After the cosmic beginning, we see Candy as a college student being taught by her father Jack Christian (John Astin… a talented comedy actor formerly of The Adams Family). There’s an inappropriate moment even between father and daughter which foreshadows much of what is to come.

Richard Burton rolls up as the continuously wind-blown pisshead poet, Macphisto who wows his impressionable audience before taking Candy home. He abuses her in his car – chauffeur-driven by Zero (Sugar Ray Robinson) - and is too drunk to proceed further which allows Mexican gardener Emmanuel (an excruciating turn from Ringo Starr) to grab handfuls of Candy.

"Aw noo, thees is no good!"
 Dad returns to find the mess and resolves to send Candy away to private school in New York.
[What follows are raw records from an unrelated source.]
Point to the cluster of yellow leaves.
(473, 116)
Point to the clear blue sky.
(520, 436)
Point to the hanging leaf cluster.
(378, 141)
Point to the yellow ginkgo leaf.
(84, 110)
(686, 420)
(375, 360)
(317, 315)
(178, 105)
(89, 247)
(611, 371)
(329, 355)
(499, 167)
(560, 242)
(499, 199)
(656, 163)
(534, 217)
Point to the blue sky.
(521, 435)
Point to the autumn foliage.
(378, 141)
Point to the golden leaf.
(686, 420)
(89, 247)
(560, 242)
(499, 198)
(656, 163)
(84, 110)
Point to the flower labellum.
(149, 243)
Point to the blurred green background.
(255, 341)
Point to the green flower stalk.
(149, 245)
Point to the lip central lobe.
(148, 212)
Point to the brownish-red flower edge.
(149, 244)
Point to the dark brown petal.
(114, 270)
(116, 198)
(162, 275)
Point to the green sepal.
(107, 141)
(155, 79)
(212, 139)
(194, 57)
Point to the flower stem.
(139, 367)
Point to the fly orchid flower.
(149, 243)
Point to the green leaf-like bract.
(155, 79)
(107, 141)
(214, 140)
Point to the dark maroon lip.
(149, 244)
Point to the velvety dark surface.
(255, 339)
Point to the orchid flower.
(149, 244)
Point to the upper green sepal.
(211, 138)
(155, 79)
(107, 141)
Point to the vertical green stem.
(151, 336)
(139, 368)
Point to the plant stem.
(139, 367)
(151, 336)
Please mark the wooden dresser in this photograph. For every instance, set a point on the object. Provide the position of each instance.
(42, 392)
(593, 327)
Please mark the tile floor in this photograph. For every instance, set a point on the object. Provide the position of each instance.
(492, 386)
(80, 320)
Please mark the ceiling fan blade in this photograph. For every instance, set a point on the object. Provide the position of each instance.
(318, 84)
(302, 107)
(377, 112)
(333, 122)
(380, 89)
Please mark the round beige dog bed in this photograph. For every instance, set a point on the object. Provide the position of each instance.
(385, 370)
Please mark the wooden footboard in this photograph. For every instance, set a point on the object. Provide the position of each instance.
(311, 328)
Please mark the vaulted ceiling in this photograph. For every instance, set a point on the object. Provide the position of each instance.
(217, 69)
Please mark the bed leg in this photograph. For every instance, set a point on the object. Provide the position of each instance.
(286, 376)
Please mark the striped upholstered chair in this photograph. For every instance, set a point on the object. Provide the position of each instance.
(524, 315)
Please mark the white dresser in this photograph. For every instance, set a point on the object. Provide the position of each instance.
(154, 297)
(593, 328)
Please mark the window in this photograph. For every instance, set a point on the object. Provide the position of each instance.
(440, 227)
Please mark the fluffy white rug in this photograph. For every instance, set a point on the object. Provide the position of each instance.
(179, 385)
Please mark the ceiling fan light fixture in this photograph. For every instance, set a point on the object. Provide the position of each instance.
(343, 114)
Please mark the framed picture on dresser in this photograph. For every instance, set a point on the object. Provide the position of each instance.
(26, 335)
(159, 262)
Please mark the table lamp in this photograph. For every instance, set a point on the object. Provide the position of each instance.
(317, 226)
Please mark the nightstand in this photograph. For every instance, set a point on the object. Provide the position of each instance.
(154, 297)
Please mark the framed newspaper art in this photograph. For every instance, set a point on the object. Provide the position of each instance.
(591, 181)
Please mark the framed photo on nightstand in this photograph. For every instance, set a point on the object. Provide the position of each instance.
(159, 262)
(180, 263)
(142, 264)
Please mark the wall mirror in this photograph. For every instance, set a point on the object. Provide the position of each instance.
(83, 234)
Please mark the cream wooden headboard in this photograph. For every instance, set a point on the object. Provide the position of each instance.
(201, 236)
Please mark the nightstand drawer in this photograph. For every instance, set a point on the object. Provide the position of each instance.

He is joined by his twin brother (Astin again) and his sassy wife Livia (Elsa Martinelli). Chased by Emmanuel’s three sisters on motorcycles (a funny bit!), they just about manage to board a military plane carrying  General R.A. Smight (Walter Matthau) and a squad of troopers who patrol the skies in constant battle-readiness.

Matthau gives perhaps the best/least-worst performance and can carry the OTT satire better than the drama specialists. But the general has been starved of companionship and proceeds to maul Candy in the cockpit (see what they did there…?).


Landing in NYC, Candy’s dad has to undergo brain surgery at the hands of superstar surgeon, Dr. A.B. Krankheit  (James Coburn) in front of a paying audience… this being an operating theatre and all (see what they did…?).

Coburn does his best and is aided by a vicious turn from Anita Pallenberg  as his psychotic left-hand, Nurse Bullock  and a creepy cameo from John Huston as Dr. Arnold Dunlap. Things go a bit dull for a while with an “after-show” party and the bad Doctor’s inevitable examination of his patient’s daughter.

James Coburn, Anita Pallenberg, Ewa Aulin, Elsa Martinelli and chums
But Candy escapes the medical fraternity’s attention and runs into downtown where she is abused by the mafia and then a random man with a camera who insists on filming her in the gents toilets… he’s beaten by the Police as she runs off to encounter a Hunchback thief played with creepy intensity by Charles Aznavour… Here the mix of European and American sensibilities does jar and maybe that's one of the core issues: we weren't all in on the same joke... man.

Marlon Brando is Grindl!
As our winding plot finally starts to eat itself, Candy finds guru  Grindl in the back of a lorry… it’s Marlon Brando! Grindl improvises that Candy’s route to a higher state will be through sustained sexual congress… but Candy outlasts his energies and heads out over the desert where she meets a mysterious mud-caked pilgrim who turns out to be her “father”.

There’s too much and whilst the ending is enigmatically pleasing – Candy having overcome all the low-life around her – the humiliations of the previous two hours just feel gratuitous.


From an age when simply to ask questions was enough, Candy has little in the way of actual answers. It’s too cynical and abusive to be viewed as merely a “period-piece” retro-treat although it’s drenched in the spirit of the times.

Matthau apart, the big names are mostly flapping about, Burton takes the piss out of himself well enough as does Brando but their characters have no depth and rapidly run out of steam. As pop culture Candy is pretty shallow and its ultimate point, that we should respect ourselves a little more and always seek the answers beyond societal norm is as applicable to the film as the wider world. What would Candy do if she had to sit through this film?


Dusty verdict: Just about entertaining and worth preserving so long as you don’t feel too guilty about ogling Ewa Aulin when the narrative gets tough… The poor woman never got beyond her looks in her short career - a fact that nails Candy’s vapid pretensions firmly to the floor.